Please start any new threads on our new site at https://forums.sqlteam.com. We've got lots of great SQL Server experts to answer whatever question you can come up with.

 All Forums
 General SQL Server Forums
 New to SQL Server Programming
 how to get two rows during 2 tables join

Author  Topic 

Sny
Starting Member

4 Posts

Posted - 2011-05-21 : 16:51:09
Hi,

I have to find two most similar readers for every zip code but I can not know how to do it. my tables;

book(bookid, title, author, category )
reader(readerid, name, address, zip)
action(actionid,date, type, bookid, readerid)


SELECT *
FROM (SELECT zip FROM reader GROUP BY zip) t1,

(SELECT a.readerid,b.readerid compare_readerid,a.zip ZipFirstReader,count(*) booksInCommon
FROM (SELECT r.readerid,a.bookid,r.zip
FROM reader r,action a
WHERE a.readerid = r.readerid and a.typex='B'
GROUP BY r.readerid,a.bookid,r.zip) a ,
(SELECT r.readerid,a.bookid,r.zip
FROM reader r,action a
WHERE a.readerid = r.readerid and a.typex='B'
GROUP BY r.readerid,a.bookid,r.zip) b
WHERE a.bookid = b.bookid and a.readerid <> b.readerid
GROUP BY a.readerid,b.readerid,a.zip) t2
--order by booksInCommon DESC) t2

Thank you

Andrew Zwicker
Starting Member

11 Posts

Posted - 2011-05-22 : 03:23:20
Hi,

The following query should help. It looks like you are on the right track in terms of the query you have - it is using zip as a baseline and going from there to do the comparisons between readers.

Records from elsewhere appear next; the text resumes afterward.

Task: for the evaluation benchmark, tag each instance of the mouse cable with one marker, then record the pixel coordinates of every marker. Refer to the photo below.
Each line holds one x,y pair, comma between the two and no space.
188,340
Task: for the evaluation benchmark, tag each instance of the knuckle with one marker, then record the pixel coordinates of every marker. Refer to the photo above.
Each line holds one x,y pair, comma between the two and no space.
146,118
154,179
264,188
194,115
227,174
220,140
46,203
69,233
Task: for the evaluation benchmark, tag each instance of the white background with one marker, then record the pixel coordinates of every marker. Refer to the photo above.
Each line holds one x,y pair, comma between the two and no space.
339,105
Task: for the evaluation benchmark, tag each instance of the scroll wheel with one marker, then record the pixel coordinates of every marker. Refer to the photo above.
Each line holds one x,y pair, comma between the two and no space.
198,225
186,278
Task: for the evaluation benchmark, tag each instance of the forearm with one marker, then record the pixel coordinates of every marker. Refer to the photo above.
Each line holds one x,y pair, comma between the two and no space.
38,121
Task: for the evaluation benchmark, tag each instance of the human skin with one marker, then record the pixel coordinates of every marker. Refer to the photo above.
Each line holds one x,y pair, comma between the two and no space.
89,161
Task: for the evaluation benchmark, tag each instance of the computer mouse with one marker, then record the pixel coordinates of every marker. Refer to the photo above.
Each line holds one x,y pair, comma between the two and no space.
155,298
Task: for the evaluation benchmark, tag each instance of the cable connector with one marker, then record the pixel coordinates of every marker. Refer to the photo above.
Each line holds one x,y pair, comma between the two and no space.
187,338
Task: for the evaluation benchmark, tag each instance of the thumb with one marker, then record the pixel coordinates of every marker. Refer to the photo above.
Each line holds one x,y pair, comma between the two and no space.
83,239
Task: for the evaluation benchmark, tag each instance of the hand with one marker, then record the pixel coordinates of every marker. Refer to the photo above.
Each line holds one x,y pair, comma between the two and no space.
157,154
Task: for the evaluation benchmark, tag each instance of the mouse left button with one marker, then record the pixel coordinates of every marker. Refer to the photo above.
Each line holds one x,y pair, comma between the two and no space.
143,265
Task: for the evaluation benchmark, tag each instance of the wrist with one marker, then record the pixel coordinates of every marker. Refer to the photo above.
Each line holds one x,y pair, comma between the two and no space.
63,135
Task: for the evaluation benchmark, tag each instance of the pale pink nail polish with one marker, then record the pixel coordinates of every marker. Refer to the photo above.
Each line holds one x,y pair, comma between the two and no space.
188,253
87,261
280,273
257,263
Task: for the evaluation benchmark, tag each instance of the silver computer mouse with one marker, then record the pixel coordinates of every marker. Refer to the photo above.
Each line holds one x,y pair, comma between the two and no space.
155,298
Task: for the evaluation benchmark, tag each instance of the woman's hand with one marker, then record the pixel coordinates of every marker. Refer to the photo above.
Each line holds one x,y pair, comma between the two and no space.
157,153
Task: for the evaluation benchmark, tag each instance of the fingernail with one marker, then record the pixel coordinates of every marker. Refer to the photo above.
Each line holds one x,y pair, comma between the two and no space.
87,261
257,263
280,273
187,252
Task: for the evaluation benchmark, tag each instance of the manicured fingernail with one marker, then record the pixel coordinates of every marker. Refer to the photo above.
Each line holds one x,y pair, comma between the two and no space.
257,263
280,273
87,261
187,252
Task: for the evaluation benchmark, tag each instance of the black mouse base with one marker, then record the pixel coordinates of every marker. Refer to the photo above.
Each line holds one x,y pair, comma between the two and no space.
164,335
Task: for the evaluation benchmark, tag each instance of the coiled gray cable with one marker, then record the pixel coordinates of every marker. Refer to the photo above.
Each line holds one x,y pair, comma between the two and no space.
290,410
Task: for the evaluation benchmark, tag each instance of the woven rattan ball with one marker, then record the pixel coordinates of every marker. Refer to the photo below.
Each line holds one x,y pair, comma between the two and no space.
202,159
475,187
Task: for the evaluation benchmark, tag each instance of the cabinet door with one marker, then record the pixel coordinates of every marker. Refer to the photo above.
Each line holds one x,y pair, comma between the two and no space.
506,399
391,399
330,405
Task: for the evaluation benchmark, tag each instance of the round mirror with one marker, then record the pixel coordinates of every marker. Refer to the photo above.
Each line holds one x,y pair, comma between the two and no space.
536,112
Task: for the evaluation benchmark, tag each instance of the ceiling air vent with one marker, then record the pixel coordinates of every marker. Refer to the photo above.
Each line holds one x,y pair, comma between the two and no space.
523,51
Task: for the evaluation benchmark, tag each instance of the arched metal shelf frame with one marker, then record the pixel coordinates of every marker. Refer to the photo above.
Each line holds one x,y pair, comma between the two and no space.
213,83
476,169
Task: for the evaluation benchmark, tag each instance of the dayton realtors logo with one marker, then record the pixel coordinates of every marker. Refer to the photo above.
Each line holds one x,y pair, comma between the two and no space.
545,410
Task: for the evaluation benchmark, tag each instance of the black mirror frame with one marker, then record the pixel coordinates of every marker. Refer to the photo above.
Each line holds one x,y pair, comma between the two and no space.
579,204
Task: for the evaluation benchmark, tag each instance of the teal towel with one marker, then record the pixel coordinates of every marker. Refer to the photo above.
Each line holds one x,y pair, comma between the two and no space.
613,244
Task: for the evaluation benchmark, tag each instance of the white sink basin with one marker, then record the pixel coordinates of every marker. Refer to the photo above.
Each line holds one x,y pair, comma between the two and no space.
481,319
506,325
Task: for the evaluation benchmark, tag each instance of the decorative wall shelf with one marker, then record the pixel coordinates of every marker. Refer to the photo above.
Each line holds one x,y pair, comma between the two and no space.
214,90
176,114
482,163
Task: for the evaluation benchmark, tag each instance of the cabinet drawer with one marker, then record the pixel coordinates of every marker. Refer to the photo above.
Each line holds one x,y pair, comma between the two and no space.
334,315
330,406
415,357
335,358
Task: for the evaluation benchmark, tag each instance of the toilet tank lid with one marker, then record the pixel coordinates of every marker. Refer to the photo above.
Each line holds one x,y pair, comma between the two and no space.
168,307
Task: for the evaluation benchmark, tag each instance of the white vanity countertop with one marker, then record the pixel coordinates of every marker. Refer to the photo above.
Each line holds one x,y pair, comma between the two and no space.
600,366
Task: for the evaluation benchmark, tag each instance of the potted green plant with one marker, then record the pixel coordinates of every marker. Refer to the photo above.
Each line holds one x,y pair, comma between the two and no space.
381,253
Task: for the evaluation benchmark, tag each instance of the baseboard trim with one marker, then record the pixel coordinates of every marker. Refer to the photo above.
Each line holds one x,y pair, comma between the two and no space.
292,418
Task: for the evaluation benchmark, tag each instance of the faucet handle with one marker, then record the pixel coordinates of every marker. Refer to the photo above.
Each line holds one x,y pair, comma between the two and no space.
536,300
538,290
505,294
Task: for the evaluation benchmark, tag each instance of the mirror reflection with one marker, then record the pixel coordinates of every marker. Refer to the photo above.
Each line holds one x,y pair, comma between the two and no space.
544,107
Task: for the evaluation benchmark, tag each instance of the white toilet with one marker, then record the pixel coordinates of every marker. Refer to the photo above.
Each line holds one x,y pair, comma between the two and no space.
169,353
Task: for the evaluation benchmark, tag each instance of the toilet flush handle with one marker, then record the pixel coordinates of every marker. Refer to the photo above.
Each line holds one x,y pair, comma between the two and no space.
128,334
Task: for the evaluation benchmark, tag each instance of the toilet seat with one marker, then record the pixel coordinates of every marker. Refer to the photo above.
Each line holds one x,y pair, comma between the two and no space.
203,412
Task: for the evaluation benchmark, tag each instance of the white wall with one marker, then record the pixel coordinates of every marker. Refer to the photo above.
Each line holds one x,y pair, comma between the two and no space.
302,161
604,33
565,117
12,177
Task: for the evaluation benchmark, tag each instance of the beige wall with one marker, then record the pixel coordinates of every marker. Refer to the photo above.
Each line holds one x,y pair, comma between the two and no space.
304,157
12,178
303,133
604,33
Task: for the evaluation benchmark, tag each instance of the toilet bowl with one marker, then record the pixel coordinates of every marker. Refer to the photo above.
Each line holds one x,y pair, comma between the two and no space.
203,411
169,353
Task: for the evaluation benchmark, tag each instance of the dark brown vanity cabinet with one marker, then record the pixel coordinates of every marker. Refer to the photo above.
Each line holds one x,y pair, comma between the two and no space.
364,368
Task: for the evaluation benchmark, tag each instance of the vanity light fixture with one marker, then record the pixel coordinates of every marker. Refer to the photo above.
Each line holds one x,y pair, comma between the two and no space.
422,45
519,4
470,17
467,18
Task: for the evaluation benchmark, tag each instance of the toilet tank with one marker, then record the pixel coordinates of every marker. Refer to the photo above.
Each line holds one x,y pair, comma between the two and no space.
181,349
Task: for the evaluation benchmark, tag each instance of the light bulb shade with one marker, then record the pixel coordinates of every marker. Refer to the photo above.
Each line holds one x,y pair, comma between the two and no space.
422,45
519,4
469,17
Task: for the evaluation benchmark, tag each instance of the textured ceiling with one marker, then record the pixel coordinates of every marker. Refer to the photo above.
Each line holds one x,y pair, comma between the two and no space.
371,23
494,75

For the solution, here's some data to work with:

create table book(bookid int, title varchar(30), author varchar(20), category varchar(50))
create table reader(readerid int, [name] varchar(30), address varchar(70), zip int)
create table action(actionid int, date datetime, type varchar(10), bookid int, readerid int)

insert into book values(1, 'Book 1', 'Joe Smith', 'Fiction')
insert into book values(2, 'Book 2', 'Joe Smith', 'NonFiction')
insert into book values(3, 'Book 3', 'Greg Jones', 'Fiction')
insert into book values(4, 'Book 4', 'Jane Gomes', 'Fiction')
insert into reader values(1, 'Alex', '22 Green St',11111)
insert into reader values(2, 'Bill', '4 Stone Street',11111)
insert into reader values(3, 'Sue', '6 Main Street',53344)
insert into reader values(4, 'Sue', '2 Hamilton Road',11111)
insert into reader values(5, 'Mark', '2 Rocky Avenue',53344)
insert into reader values(6, 'Sam', '22 Blue St',53344)
insert into reader values(7, 'Tom', '4 Hammersmith Street',53344)
insert into reader values(8, 'John', '6 Highland Street',53344)
insert into reader values(9, 'Greg', '2 Ocean Road',11111)
insert into reader values(10, 'Bobby', '2 Hammer Avenue',11111)

insert into action values(3, '1/8/2011', 'B', 3, 2)
insert into action values(4, '1/10/2011', 'B', 4, 1)
insert into action values(5, '1/10/2011', 'B', 4, 2)
insert into action values(6, '1/1/2011', 'B', 1, 5)
insert into action values(7, '1/4/2011', 'B', 2, 6)
insert into action values(8, '1/8/2011', 'B', 2, 7)
insert into action values(9, '1/10/2011', 'B', 4, 8)
insert into action values(10, '1/10/2011', 'B', 1, 9)
insert into action values(11, '1/10/2011', 'B', 3, 3)
insert into action values(12, '1/10/2011', 'B', 2, 4)
insert into action values(13, '1/1/2011', 'B', 1, 5)
insert into action values(14, '1/4/2011', 'B', 2, 1)
insert into action values(15, '1/8/2011', 'B', 1, 6)
insert into action values(16, '1/10/2011', 'B', 4, 1)
insert into action values(15, '1/8/2011', 'B', 2, 5)

With this in place, I decided to break up the solution into 2 parts [see below for the solution]. The first gets a list of, for each pair that has a match, how many matches there are. This is similar to the query you have, although I put in a > restriction in the join instead of <> for the readerid to prevent duplicates (for example, [reader A, reader B] is a duplicate of [reader B, reader A] ).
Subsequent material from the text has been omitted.